Medical Care of Voice Disorders
What kind of questions are expected from one’s doctor?
Correct medical diagnosis in all fields often hinges on asking the right questions, and listening carefully to the answers. This process is known as “taking a history.” Recently, medical care for voice problems has utilized a markedly expanded comprehensive history that recognizes that there is more to the voice than simply the vocal folds. Virtually any body system may be responsible for voice complaints. In fact, problems outside the larynx often cause voice dysfunction in people whose vocal folds appear fairly normal; these individuals would have received no effective medical care until just a few years ago.
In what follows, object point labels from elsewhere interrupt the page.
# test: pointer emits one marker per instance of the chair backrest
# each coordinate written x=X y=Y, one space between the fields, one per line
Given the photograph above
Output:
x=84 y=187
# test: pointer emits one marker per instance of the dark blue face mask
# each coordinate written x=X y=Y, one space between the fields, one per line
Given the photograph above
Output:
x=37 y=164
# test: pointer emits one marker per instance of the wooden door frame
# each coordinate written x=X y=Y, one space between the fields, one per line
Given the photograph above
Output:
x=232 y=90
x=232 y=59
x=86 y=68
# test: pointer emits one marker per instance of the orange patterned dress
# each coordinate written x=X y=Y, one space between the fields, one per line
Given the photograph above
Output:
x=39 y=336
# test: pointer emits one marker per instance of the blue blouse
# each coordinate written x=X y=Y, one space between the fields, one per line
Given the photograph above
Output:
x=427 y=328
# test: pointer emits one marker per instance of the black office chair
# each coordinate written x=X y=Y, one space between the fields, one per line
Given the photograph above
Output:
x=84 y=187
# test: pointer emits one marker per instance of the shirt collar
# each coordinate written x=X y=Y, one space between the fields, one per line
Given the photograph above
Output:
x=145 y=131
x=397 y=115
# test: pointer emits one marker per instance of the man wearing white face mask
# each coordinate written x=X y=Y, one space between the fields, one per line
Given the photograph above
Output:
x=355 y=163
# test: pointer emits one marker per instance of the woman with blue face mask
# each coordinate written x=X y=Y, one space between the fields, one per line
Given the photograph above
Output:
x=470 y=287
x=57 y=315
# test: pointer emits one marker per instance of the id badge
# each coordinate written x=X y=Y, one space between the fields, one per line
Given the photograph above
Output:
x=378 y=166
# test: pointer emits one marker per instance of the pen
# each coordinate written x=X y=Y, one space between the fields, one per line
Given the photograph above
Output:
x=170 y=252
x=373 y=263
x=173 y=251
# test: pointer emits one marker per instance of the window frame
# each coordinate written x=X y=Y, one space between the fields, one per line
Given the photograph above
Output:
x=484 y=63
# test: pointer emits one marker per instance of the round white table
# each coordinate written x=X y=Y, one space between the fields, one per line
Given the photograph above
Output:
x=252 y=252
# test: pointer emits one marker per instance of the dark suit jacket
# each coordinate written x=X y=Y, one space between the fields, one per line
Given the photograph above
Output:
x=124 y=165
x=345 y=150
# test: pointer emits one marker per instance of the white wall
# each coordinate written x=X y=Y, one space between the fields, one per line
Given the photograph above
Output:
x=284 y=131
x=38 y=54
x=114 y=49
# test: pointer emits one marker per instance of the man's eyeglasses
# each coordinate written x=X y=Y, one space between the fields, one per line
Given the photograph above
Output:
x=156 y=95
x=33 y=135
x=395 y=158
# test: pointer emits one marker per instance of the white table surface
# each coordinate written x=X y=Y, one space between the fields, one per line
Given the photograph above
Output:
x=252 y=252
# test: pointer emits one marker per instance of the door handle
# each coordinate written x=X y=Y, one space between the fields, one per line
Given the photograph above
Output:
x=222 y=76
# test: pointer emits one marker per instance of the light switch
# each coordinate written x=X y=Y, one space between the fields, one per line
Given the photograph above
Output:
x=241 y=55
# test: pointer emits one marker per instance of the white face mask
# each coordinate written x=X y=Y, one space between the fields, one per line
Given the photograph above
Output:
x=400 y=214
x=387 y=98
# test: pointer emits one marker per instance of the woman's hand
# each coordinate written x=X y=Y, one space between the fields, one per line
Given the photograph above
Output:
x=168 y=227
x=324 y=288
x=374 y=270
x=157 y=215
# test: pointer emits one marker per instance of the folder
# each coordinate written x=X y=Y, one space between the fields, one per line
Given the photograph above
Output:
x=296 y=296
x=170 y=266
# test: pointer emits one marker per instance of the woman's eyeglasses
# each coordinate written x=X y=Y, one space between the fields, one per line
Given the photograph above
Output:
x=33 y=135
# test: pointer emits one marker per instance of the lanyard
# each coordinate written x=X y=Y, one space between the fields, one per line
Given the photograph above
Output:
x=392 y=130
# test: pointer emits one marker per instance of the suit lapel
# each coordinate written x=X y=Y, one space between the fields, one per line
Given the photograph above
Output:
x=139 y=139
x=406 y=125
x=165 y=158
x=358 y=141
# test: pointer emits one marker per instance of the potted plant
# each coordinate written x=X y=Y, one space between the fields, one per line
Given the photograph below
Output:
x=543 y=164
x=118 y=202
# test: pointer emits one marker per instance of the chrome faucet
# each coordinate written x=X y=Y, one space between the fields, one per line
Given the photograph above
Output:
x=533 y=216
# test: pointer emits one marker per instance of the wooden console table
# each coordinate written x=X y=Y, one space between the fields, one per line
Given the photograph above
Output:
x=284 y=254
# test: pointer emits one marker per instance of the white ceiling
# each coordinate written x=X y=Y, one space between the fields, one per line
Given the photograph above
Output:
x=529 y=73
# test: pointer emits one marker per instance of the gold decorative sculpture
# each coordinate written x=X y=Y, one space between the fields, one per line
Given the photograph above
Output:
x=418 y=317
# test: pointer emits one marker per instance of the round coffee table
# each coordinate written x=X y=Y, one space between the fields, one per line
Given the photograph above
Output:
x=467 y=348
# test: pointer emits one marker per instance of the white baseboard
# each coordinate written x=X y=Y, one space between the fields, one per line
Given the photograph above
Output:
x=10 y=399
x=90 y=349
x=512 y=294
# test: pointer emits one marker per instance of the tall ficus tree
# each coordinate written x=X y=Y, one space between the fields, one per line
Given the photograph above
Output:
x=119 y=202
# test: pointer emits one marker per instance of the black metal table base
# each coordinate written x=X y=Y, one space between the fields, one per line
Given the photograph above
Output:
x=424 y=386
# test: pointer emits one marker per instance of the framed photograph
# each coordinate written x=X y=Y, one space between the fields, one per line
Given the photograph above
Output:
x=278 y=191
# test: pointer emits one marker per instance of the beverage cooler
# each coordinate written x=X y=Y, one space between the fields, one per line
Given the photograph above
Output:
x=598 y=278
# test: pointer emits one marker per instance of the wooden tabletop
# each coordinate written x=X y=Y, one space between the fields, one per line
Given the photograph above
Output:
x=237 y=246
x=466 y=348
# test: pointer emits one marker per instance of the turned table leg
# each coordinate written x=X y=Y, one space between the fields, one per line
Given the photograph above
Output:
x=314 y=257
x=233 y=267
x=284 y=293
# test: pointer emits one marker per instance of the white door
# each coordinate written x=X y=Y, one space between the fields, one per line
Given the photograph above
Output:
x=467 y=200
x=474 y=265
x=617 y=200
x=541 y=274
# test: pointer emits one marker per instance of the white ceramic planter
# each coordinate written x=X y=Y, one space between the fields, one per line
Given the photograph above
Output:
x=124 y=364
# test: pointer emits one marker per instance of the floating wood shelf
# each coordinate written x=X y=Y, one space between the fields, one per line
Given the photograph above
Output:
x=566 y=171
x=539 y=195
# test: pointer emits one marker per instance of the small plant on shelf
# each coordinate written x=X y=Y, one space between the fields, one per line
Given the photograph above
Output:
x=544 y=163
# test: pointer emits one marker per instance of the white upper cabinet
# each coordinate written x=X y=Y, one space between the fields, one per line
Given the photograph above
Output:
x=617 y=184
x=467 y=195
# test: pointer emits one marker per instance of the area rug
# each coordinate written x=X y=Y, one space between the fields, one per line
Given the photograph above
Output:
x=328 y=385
What is new in medical care?
Until the 1980’s, most physicians caring for patients with voice disorders asked only a few basic questions such as: How long have you been hoarse? Do you smoke? etc. The physician’s ear was the sole “instrument” used routinely to assess voice quality and function. Visualization of the vocal folds was limited to looking with a mirror placed inside the mouth using regular light, or to direct laryngoscopy (looking directly at the vocal folds through a metal pipe or endoscope) under anesthesia in the operating room. Treatment was generally limited to medicines for infection or inflammation, surgery for bumps or masses, and no treatment if the vocal folds looked “normal.” Occasionally “voice therapy” was recommended, but the specific nature of therapy was not well controlled, and results were often disappointing. Since the early 1980’s, the standard of care has changed dramatically.
What is involved in physical examination of a person with voice problems?
Physical examination of a person with voice complaints involved a complete ear, nose, and throat assessment and examination of other body systems, as appropriate. In 1854, a singing teacher named Manuel Garcia devised the technique of indirect laryngoscopy. He used the sun as a light source and a dental mirror placed in the mouth to look at the vocal folds of his students. This rapidly became a basic tool for physicians, and it is still in daily use, although we now use an electric light rather than the sun (left). This technique is valuable, but has many shortcomings. Effective magnification and photographic documentation are difficult, and standard light does not permit assessment of the rapid and complex motion of the vibratory margin of the vocal folds. After 130 years, the 1980’s finally saw technological advances that address these and other shortcomings (below).
In the last few years, subjective examination has been supplemented by technological aids that improve our ability to “see” the vocal mechanism, and allow quantification of most aspects of its function. When singing the note middle C, for example, the vocal folds come together and separate approximately 250 times per second. Strobovideolaryngoscopy (slow-motion visualization of the vocal folds) used a laryngeal microphone to trigger a stroboscope with illuminates the vocal folds, allowing the examiner to assess them in slow motion. This technology allows detection of small masses, vibratory asymmetries, adynamic segments due to scar or early cancer, and other abnormalities that were simply missed in vocal folds that looked “normal” under continuous light (as opposed to stroboscopic, or pulsed, light). The instruments contained in a well-equipped clinical voice laboratory assess six categories of vocal function: vibratory, aerodynamic, phonatory, acoustic, electromyographic and psychoacoustic. State-of-the-art analysis of vocal function is extremely helpful in diagnosis, therapy, and evaluation of progress during treatment of voice disorders.